Should I insist on a “government-accredited platform” to make life easier for the taxman? The implication behind the Taylor recommendation is that cash settlement is a vehicle for dishonesty. But a trader’s relationship with the tax man is surely a matter for them, not for me to presume. What right do I have to insinuate that they may not be as honest as the day they were born?

Then there is the cardinal reason why we still carry around cash: the fear of being caught in an emergency when cash can be a vital – indeed, the only – means of settlement. Cash in hand also gives us some solace should bank security systems fail or succumb to cyber attack. And what can be more troubling – and financially immobilising – than the loss or theft of a credit card?

Finally, what of that ultimate non-paper store of value – gold and gold coins? Of all the precious metals, gold and gold coins are both a means of exchange and a store of value. They also have the great advantage of being universally accepted as a means of settlement in almost every country in the world. Investors generally buy gold as a way of diversifying risk. Gold is the most effective safe haven. And it is not dependent on the whims of central banks and government-induced changes in the value and accessibility of money.
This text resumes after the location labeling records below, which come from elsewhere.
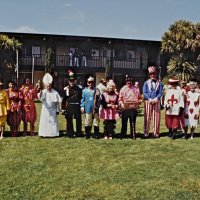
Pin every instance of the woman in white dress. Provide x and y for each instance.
(50, 99)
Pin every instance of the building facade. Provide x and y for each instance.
(86, 56)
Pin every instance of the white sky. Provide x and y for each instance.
(131, 19)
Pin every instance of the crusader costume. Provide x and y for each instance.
(174, 104)
(191, 115)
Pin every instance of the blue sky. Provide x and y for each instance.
(131, 19)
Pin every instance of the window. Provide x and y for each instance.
(95, 54)
(36, 51)
(130, 55)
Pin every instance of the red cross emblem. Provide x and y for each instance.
(172, 100)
It also has a great edge over paper as a store of value. While it is volatile and does not offer investors any dividend yield or interest income, it can work as a long term hedge against inflation, currency and market crashes. Since 1970 the price of gold has risen from $235 an ounce to more than $1,200 today.

So for reasons both for immediate convenience and long-term investment, beware the attempts to bully us into a cashless, paper-only economy.